Limitations & Future Work¶
- The linear reward assumption might be too strong; it lacks expressivity for non-linear preferences (e.g., compositional or long-range dependency judgments).
- The choice of \(K=5\) clusters lacks a principled method and relies on heuristics; too many or too few clusters hurt performance.
- If public prompt distributions deviate severely from private ones, coverage may be insufficient; there is a lack of quantitative analysis on distribution shift.
- Validation is limited to Pythia-2.8B; biases from DP-PCA dimension reduction might be amplified in larger models (e.g., 13B+).
Related Work & Insights¶
- vs DP-FT / DP-PPO / DP-RLHF: These fine-tune the alignment model directly; budgets must be re-spent for every algorithm or model change. DPPrefSyn: DP once, reuse many times.
- vs label-DP (Chowdhury / Zhang): Protections are label-only; prompts are still leaked. DPPrefSyn protects everything.
- vs DP synthetic instructions (Yu 2024): General instruction synthesis isn't optimized for preference. DPPrefSyn synthesizes preference pairs directly for better alignment.
- vs Aug-PE (Xie 2024): Generic text synthesis via LLM API iterations. DPPrefSyn is more specialized for preference pairs using the BT geometric structure.
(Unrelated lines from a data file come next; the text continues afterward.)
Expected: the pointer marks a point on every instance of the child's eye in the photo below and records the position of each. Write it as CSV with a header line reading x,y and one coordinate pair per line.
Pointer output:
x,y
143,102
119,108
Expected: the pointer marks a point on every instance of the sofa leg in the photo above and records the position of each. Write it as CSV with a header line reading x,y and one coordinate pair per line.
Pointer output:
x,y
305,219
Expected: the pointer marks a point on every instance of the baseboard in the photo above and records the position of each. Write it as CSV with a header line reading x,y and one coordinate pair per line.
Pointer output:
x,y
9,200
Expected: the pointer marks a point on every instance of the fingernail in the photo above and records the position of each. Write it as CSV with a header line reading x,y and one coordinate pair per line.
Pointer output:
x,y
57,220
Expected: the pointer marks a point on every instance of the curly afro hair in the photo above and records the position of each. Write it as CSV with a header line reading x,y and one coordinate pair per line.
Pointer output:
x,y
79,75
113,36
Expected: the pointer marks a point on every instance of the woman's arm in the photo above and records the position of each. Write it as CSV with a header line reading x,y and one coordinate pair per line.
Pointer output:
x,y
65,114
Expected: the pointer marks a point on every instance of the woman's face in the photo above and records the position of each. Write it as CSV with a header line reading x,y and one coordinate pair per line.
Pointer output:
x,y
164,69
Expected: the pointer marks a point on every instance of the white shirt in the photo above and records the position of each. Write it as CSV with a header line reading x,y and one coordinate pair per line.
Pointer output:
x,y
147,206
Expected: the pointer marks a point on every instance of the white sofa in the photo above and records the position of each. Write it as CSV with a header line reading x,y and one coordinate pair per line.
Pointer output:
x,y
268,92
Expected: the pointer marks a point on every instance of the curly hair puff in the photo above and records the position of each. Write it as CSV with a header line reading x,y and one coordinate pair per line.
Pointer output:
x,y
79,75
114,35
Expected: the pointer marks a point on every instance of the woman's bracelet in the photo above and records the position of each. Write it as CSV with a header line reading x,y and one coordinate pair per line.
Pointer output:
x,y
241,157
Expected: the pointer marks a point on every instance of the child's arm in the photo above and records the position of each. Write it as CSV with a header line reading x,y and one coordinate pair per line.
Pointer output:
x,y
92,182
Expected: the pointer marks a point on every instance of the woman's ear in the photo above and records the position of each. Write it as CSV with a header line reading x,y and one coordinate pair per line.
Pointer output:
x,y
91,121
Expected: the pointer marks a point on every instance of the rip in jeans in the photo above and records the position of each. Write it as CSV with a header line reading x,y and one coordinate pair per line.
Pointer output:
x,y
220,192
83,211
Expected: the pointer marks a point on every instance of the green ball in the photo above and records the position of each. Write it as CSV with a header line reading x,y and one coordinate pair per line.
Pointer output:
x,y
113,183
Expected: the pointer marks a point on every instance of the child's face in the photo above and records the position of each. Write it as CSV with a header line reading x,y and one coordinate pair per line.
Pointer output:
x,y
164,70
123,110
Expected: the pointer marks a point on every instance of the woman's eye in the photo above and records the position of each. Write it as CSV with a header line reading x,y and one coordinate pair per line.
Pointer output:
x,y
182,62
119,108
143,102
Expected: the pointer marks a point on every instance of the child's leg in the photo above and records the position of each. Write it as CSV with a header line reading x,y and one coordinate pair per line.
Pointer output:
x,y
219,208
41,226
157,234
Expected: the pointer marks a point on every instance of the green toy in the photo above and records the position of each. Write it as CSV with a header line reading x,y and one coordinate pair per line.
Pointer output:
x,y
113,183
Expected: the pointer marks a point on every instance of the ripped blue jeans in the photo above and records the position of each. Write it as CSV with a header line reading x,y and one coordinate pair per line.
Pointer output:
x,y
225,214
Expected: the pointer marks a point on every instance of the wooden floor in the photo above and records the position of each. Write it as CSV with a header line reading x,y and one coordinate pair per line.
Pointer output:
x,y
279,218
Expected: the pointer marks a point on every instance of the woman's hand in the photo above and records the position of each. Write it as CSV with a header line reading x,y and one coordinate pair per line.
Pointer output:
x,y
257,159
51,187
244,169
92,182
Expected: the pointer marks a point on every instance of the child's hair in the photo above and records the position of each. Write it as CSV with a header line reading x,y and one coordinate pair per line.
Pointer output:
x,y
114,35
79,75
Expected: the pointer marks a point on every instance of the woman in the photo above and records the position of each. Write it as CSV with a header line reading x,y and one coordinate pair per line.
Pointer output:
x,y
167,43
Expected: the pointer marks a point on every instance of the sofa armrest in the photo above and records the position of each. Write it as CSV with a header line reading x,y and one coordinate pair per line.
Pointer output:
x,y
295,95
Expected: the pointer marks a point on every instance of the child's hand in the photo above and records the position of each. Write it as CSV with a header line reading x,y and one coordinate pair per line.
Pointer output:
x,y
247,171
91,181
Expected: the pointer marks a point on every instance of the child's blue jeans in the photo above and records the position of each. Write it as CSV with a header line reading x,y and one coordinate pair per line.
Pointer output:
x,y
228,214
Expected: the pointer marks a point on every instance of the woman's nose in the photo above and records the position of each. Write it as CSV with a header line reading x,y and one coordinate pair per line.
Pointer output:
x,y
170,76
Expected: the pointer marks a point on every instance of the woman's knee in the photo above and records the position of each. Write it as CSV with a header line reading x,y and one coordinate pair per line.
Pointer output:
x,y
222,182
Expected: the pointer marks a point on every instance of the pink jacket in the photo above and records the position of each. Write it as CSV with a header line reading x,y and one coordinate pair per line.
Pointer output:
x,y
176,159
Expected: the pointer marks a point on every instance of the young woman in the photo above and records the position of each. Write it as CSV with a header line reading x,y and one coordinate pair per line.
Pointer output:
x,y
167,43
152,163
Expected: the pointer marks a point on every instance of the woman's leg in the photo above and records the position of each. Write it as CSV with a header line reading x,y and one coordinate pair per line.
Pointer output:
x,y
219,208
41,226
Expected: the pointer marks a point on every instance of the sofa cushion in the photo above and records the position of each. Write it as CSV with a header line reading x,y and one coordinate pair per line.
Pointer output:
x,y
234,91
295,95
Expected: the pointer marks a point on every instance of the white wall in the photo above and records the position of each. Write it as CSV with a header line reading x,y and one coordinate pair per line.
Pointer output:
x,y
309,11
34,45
- Insight: Replacing "DP direct training" with "DP learn abstraction \(\rightarrow\) Synthetic data \(\rightarrow\) Reuse" can be generalized to many supervised tasks requiring label protection (medical, legal, recommendation).
Rating¶
- Novelty: ⭐⭐⭐⭐⭐ First dedicated DP preference pair synthesis; systematic strategy combining BT geometry + DP-PCA + clustering.
- Experimental Thoroughness: ⭐⭐⭐⭐⭐ 3 tasks × 5 \(\varepsilon\) values × multiple models × detailed ablation; comprehensive head-to-head with DP-FT.
- Writing Quality: ⭐⭐⭐⭐ Clear three-step algorithm; budget allocation well-explained; Fig 1 is intuitive; geometric arguments for BT-clustering could be deeper.
- Value: ⭐⭐⭐⭐⭐ DP alignment is a compliance necessity for enterprise LLM deployment; providing a pipeline ready for industry adoption.